Ask HN: How are Markov chains so different from tiny LLMs?
Conceptual Relationship Between Markov Chains and LLMs
- Several commenters note that autoregressive LLMs can be viewed as Markov processes if you treat the full internal state (context window + KV cache) as the “state.”
- Others argue this definition is technically correct but useless: it lumps n‑gram tables, transformers, and even humans into one category, obscuring important structural differences.
- A practical distinction: classic Markov text models = explicit n‑gram lookup tables; LLMs = learned continuous functions that implicitly encode those next‑token distributions.
Long-Range Dependencies and State Size
- Core technical gap: finite-order Markov / n‑gram models have exponentially decaying ability to model long-range correlations; language needs very long-range structure.
- Attention in transformers can dynamically focus on arbitrary past tokens, approximating an “infinite-order” model without enumerating all contexts.
- High‑order Markov models or HMM/Markov random fields could, in principle, match this, but state and transition tables explode combinatorially and are intractable to train at modern scales.
Discrete vs Continuous Representations
- Markov models operate on discrete symbols; unseen n‑grams typically have zero probability unless smoothed or heuristically filled.
- LLMs embed tokens into high‑dimensional vectors; similar meanings cluster, enabling generalization to sequences never seen exactly in training.
- This allows generation of fluent new sequences (e.g., style transfer, recombined concepts) rather than strict regurgitation, though sophisticated Markov systems with smoothing/skip-grams can generate some unseen combinations too.

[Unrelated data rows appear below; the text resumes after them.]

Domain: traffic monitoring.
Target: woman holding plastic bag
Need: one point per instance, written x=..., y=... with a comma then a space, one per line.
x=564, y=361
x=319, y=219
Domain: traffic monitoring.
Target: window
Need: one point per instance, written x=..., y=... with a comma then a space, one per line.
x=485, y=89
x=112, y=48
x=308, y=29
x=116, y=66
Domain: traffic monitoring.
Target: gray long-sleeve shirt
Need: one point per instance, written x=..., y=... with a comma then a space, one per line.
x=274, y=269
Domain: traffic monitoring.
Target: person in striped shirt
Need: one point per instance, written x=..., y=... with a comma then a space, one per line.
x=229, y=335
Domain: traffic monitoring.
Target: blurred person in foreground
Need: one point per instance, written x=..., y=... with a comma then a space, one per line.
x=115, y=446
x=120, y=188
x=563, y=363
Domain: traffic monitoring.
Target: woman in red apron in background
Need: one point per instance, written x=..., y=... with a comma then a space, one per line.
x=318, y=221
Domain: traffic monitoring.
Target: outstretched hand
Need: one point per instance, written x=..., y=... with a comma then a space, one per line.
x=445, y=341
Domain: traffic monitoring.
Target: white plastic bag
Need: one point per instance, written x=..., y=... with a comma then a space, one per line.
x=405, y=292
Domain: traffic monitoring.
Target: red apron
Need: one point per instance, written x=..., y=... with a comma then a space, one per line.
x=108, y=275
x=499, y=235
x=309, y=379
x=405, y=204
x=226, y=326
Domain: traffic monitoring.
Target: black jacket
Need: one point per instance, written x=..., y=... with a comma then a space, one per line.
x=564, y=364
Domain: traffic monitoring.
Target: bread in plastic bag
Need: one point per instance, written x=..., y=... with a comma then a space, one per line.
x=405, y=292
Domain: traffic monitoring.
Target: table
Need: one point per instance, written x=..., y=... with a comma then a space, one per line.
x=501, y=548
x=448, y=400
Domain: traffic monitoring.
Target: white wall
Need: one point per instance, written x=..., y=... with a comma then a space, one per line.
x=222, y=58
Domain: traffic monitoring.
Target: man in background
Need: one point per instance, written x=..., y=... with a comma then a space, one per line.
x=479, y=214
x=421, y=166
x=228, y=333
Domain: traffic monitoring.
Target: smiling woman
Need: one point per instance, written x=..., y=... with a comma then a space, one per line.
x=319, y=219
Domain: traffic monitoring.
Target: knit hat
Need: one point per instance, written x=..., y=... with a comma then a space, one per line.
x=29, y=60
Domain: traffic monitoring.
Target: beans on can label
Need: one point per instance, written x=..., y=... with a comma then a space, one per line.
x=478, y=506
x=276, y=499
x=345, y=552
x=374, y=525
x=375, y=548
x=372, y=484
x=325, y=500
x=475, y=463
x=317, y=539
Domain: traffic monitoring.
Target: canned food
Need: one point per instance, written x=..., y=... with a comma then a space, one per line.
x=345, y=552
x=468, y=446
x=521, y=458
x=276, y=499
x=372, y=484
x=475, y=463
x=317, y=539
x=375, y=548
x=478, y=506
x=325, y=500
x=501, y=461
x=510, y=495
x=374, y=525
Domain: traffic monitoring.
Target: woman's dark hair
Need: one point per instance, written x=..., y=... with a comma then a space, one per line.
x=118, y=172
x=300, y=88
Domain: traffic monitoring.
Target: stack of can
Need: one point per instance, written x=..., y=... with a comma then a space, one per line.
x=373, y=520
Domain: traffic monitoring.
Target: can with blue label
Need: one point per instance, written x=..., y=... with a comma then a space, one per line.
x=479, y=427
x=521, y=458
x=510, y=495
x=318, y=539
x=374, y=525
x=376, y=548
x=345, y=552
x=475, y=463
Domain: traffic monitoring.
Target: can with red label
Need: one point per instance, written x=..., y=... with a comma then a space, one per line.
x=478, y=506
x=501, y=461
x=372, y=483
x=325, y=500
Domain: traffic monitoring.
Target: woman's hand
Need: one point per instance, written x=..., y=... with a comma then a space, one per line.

Creativity, Novelty, and Training Data
- Ongoing disagreement:
- One side: LLMs only sample from the training distribution, so they never create “truly novel” ideas, just recombinations—analogous to humans remixing prior experience.
- Others argue that’s also true of humans; unless brains exceed Turing computability, there’s no principled bar to machines matching human-level creativity.
- Philosophical detours cover intuition, evolution-encoded knowledge, and consciousness; no consensus emerges, but multiple people stress that claims of inherent human–machine gaps lack concrete evidence.
Generalization, Hallucination, and Usefulness
- Commenters note LLMs can both fail on simple in‑distribution tasks (e.g., basic equations) and still solve novel puzzles or riddles, suggesting imperfect but real generalization.
- Markov chains are sometimes incorrectly described as only outputting substrings of the corpus; others correct this, pointing out smoothing and longer generations can already be “novel” yet incoherent.
- Both Markov models and LLMs can “hallucinate” (produce wrong but fluent text); LLMs do it in a more convincing and thus more problematic way.
- Some highlight niche advantages of engineered Markov models (e.g., tiny corpora, deterministic assistants) and experiments where carefully tuned Markov/PPM models rival or beat tiny LLMs on very small datasets.
Hybrids and Alternative Models
- The thread references:
- HMMs, cloned HMMs, Markov random fields, and graph-based variants that can, in theory, match transformer expressivity but are hard to scale.
- Hybrids: Markov chains reranked by BERT, beam search on n‑grams, huge n‑gram backends (e.g., Google Books n‑grams / infini-gram) combined with neural models.
- Several see transformers as a particularly efficient and scalable implementation of a Markovian next-token process, not something fundamentally outside probabilistic sequence modeling.